Random Eigenvalue Characterization for Free Vibration of Axially Loaded Euler–Bernoulli Beams

Abstract

Typically, numerical or approximate methods are used for the free vibration analysis of axially loaded Euler–Bernoulli beams because the governing differential equation does not yield an exact solution, even for uniform beams. However, for certain polynomial variations of the mass and stiffness, there exists a fundamental closed-form solution to the fourth-order governing differential equation, which is used to design axially loaded, cantilever beams having a prespecified fundamental natural frequency. In the presence of uncertainty, this flexural stiffness is treated as a spatial random field. For several known probability distributions (normal, log-normal, Weibull, Gumbel, and exponential) of the natural frequencies, the corresponding distributions of this field are determined analytically. These analytical expressions can serve as benchmark solutions for different statistical simulation tools to find the probabilistic nature of the stiffness distribution for known probability distributions of the frequencies.
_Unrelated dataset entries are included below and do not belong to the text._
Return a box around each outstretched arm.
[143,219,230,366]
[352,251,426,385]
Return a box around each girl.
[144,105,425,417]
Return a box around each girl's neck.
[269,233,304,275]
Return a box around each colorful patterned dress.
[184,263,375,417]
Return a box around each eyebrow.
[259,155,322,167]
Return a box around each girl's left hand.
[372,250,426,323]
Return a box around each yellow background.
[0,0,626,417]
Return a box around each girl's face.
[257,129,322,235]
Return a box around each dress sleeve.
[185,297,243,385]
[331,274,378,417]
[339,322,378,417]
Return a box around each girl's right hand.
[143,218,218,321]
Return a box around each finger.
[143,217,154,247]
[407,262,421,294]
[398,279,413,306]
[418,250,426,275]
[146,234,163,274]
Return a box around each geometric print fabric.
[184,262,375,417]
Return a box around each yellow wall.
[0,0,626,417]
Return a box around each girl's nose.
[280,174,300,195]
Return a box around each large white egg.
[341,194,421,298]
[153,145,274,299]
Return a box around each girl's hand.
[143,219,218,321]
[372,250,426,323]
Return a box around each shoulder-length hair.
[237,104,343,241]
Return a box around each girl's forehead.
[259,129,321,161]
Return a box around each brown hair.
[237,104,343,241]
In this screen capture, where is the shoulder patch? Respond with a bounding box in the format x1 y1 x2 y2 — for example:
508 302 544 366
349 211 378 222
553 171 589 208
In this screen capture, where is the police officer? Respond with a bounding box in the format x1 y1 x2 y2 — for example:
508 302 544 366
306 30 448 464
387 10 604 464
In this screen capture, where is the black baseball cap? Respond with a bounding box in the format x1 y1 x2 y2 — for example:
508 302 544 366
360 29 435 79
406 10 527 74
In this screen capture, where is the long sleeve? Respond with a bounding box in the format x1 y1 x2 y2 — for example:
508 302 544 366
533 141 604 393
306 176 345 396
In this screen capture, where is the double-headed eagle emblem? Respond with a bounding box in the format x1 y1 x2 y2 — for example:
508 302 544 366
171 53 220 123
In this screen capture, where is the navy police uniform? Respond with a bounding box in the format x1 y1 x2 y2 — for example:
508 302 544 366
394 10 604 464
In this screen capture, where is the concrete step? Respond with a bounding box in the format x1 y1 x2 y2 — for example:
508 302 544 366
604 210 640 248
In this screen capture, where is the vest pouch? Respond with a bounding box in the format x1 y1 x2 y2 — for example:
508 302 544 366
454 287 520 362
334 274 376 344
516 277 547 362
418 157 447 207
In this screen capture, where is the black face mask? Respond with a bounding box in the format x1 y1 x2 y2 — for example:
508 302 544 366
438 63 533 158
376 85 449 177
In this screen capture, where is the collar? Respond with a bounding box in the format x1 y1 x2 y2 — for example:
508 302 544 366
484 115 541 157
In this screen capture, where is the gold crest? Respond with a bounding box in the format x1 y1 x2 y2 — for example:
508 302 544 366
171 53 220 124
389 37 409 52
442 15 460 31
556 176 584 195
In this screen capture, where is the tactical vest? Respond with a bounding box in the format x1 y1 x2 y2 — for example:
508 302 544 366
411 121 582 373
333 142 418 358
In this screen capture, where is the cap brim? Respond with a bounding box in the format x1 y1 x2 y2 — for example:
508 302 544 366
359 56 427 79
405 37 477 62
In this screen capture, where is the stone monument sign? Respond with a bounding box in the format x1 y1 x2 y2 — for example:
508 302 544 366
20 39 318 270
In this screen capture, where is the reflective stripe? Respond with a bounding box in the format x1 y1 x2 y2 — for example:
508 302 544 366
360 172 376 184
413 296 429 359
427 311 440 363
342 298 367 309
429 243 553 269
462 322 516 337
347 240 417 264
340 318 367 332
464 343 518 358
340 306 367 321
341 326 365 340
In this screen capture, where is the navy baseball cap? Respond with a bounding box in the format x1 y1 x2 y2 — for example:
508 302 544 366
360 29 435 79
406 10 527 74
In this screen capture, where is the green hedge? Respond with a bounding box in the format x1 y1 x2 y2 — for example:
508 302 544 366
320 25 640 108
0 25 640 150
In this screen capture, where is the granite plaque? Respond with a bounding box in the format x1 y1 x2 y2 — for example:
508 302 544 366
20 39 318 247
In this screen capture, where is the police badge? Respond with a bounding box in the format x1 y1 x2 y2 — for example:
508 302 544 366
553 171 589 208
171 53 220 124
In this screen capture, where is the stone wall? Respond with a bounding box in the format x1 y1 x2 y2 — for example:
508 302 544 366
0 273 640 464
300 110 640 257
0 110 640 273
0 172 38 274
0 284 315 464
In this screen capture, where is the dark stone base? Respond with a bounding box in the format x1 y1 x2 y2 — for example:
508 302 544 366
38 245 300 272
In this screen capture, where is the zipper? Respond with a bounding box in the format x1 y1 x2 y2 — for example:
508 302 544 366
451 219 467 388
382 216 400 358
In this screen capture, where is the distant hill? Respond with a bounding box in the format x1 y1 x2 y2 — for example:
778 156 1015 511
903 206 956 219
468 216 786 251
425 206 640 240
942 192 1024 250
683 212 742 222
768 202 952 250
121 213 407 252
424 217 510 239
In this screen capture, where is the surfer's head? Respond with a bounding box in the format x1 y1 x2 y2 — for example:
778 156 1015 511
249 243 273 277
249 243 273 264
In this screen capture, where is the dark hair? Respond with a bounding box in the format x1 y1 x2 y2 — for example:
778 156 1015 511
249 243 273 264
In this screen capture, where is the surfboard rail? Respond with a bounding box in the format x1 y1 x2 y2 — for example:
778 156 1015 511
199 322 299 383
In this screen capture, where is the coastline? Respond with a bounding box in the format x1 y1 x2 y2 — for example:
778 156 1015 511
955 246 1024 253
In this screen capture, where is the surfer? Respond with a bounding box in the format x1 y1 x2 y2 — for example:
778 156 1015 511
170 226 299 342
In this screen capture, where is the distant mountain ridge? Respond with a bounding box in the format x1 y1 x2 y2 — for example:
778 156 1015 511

The analytical solution corresponding to the normal distribution is further used to derive the coefficient of variation of the stiffness distribution for a rotating cantilever beam, which is further used as an example problem to optimize the beam profile to maximize the allowable tolerance during manufacturing. An example of such a beam with a rectangular cross section is provided. The effects of the length of the beam and the uniform rotation speed on the optimal beam profile are also studied.